Palpatine smiled warmly, steepling his fingers. "Masters. What an unexpected pleasure. I trust the Council has reached some clarity regarding Master Kenobi's discovery?"

"Clarity," Windu said, his tone clipped, "is precisely what we lack."

The Chancellor's brow furrowed in concern, the picture of empathy. Inside, however, he was nearly humming with satisfaction.

Yoda inclined his head, eyes half-closed in thought. "The world of Kamino, erased from our archives it was. Rediscovered, now. Curious… and troubling."

"Most troubling," Palpatine agreed. "An entire star system wiped from record? Why, it's unthinkable. The sort of crime that undermines the very trust the Republic places in its institutions."

The Masters exchanged looks. Even through the distortion of the hologram, Palpatine could feel Windu's scrutiny. That one never relaxed. Though, not without reason, Palpatine could admit.

"It seems," Shaak Ti said carefully, "that the Kaminoans were under the impression a Jedi ordered something on behalf of the Republic—eight years ago. The late Master Sifo-Dyas."

Palpatine feigned surprise, just a heartbeat too late for it to seem rehearsed. "Sifo-Dyas? But… hasn't he been missing long before then?"

"He was," Windu replied. "That's what concerns us."

The Chancellor sat back, letting the silence breathe. In truth, he'd already heard the news from other sources—long before this meeting. His contacts on Kamino had warned him that the Order had taken renewed interest. The timeline had been accelerated, and that, he did not like.

He needed patience. The Grand Plan depended on it.

"Well," he said finally, smoothing his tone into something gentle and fatherly. "Surely there's some mistake. A clerical error, perhaps? I understand even the Jedi archives aren't infallible."

"Removed, this world was," Yoda said gravely. "Deliberately."

Palpatine's expression froze just long enough to seem appropriately alarmed. "Removed? By whom?"

"That is what we intend to find out," Windu said. "But we believed the Senate should be informed. The Kaminoans claim the project was commissioned on behalf of the Republic. If true, that places this squarely under your authority, Chancellor."

"Ah," Palpatine murmured, placing a hand over his heart, "I see. And what, may I ask, was commissioned?"

The three Masters exchanged another glance. Shaak Ti shook her head. "They declined to say."

A pause.

A perfect pause.

Palpatine let his features soften into something halfway between concern and confusion. "Then it seems we are all in the dark. How regrettable. Still, I'm grateful for your diligence, Masters. Please, keep me informed of any new developments. The Republic must remain vigilant in such uncertain times."

Yoda bowed his head. "Informed, you shall be."

"Thank you," Palpatine said smoothly. "And please—convey my personal appreciation to Master Kenobi.
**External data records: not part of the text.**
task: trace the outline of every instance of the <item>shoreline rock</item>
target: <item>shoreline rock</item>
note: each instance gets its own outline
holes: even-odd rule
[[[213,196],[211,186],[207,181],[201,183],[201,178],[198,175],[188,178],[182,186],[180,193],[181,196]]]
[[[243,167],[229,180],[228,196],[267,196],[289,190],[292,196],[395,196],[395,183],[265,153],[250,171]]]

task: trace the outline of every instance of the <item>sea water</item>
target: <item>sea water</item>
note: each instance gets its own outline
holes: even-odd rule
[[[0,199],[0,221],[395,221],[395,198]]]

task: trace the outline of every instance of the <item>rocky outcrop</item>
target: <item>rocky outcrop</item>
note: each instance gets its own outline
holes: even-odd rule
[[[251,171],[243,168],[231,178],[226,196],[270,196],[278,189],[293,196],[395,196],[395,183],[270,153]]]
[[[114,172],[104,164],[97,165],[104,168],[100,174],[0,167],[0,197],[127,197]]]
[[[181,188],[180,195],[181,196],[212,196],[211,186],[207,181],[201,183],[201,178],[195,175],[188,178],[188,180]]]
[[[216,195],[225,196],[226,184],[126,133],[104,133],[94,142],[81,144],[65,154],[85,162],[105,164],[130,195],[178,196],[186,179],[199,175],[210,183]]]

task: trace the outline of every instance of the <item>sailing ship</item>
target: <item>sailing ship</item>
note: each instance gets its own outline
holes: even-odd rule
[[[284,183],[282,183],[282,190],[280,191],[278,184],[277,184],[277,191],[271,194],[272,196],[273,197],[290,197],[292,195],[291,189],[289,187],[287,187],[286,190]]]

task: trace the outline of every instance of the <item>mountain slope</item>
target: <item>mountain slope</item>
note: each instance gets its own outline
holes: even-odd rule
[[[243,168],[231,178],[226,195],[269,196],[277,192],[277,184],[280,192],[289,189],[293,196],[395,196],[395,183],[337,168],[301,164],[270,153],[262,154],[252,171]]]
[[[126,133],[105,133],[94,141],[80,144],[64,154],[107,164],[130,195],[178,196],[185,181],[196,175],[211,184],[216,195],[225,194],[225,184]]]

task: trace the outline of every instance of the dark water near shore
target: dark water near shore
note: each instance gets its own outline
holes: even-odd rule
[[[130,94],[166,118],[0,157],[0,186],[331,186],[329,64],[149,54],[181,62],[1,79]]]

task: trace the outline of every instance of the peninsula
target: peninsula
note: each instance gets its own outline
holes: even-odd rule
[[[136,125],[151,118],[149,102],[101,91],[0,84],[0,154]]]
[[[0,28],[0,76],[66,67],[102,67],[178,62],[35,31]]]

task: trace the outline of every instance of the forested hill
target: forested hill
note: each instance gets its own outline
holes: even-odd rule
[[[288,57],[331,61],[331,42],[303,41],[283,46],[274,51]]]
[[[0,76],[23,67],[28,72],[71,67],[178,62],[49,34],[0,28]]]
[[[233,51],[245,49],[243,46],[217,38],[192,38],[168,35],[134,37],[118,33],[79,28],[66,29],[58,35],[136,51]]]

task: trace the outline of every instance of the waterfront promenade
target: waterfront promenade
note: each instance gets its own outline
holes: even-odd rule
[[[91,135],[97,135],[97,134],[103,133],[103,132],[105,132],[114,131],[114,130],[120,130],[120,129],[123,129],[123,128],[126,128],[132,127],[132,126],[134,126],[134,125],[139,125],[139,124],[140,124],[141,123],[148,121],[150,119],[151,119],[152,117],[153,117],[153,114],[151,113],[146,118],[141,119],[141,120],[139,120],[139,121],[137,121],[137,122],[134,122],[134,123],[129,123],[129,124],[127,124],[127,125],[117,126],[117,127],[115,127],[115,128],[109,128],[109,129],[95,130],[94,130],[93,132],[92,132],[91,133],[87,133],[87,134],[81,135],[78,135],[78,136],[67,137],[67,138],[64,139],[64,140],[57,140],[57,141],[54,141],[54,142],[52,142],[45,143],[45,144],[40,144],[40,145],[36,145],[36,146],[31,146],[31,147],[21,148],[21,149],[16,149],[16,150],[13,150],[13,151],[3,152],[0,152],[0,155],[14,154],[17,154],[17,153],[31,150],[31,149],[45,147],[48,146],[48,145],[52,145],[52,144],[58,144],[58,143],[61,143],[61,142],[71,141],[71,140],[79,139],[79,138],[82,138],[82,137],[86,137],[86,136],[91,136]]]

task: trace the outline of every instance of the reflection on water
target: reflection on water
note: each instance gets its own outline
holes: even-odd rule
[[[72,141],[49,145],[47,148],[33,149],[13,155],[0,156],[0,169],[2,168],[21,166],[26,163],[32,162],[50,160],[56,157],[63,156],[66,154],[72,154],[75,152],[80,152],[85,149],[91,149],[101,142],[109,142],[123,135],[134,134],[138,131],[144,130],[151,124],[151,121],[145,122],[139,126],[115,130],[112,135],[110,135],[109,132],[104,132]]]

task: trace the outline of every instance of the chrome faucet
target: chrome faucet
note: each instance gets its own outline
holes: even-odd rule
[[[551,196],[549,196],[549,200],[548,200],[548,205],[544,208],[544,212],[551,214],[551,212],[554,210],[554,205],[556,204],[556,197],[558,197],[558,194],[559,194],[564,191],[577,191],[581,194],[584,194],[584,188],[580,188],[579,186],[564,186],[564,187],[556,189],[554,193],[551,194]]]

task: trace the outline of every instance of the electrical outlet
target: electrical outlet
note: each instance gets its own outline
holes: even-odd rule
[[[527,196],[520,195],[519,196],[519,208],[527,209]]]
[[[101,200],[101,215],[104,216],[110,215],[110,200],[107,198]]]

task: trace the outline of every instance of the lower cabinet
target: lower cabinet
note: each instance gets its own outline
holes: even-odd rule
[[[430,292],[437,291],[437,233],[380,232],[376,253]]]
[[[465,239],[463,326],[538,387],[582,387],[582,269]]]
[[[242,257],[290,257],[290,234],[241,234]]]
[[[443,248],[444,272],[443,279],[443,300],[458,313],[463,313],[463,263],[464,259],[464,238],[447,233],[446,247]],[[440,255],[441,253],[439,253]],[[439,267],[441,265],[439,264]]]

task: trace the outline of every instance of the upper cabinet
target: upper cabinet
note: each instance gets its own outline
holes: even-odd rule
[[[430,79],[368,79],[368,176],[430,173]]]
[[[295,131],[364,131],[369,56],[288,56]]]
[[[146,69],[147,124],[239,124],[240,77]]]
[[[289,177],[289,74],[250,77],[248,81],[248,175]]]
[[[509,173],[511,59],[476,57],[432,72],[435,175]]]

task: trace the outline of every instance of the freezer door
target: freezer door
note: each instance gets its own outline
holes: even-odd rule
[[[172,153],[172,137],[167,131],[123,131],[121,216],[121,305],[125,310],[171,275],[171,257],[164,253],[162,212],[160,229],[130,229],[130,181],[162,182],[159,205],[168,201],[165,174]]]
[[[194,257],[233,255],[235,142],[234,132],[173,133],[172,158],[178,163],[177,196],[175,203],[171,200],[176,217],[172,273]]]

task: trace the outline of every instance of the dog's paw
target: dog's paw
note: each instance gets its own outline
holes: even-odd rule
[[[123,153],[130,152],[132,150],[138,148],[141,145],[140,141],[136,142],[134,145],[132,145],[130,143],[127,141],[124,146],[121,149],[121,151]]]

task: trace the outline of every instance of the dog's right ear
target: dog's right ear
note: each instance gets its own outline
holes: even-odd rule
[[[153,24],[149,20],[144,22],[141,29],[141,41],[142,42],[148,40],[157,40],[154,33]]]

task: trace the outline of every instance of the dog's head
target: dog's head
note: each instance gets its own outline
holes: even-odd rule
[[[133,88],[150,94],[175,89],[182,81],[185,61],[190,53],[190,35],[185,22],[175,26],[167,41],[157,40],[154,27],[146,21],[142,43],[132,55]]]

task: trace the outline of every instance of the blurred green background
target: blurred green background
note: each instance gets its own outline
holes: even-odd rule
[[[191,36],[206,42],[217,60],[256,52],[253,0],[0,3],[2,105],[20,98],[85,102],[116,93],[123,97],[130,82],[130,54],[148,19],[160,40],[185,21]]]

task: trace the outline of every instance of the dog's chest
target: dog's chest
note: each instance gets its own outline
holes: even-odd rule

His vigilance does the Order proud."

He meant every word.

Just not in the way they thought.

The holograms flickered out, leaving the office in darkness save for the ambient glow of Coruscant beyond the windows. The Chancellor sat in silence for several long moments, staring at the empty air where the Jedi had stood.

Then, slowly, he smiled.

Kamino. Rediscovered ahead of schedule. His army, his masterpiece, revealed before the galaxy was ready. It was a problem—but not an insurmountable one. If anything, it was a reminder that he would need to accelerate other parts of his design.

Pieces were moving. Some faster than expected.

He rose from his chair and drifted toward the window, hands clasped behind his back, the city's endless sprawl reflected in his eyes. Below, the speeder traffic formed golden rivers between the towers—so small from this height, so easily guided with a nudge here and a push there.

The Jedi were proud of their detachment, their wisdom. But they were still children on the board. He'd already placed his hand on the next generation—one boy in particular.

Anakin Skywalker.

A bright flame, too bright. Left unattended, it would burn itself out. But in the right hands…

He would have to be careful now. The boy's loyalty was still tethered to Kenobi, and that grated more than he cared to admit. That man—that smug, self-righteous creature—had stolen more than one prize from him over the years. First his apprentice. Now his replacement.

For a moment, his smile faltered, and the warmth drained from his face entirely.

From what he's been told, Master Kenobi has been training the boy well. A fine stand in for the late Master Qui-Gon Jinn—which was at least one thing Maul got right. He couldn't imagine how burdensome it would be to corrupt the young Padawan under the Maverick Jedi's careful watch.

If only his late apprentice could have finished the job.

The thought curdled like venom in his mind.

Obi-Wan Kenobi. The perfect Jedi. The Republic's golden son. Always calm, always composed, always in the way. He'd been there on Naboo, too—he remembered that moment clearly. When the flames died down, when the apprentice he'd spent years shaping lay in pieces down the bottom of a reactor shaft, it was Kenobi's blade that had done it.

There would be a reckoning for that.

But not yet.

No, the galaxy was still fragile, still malleable. The Confederacy's shadow was still spreading, and fear was the soil in which power grew. His army must remain a secret until the moment it was needed. Until the Senate begged for protection. Until the Jedi themselves came to him for salvation.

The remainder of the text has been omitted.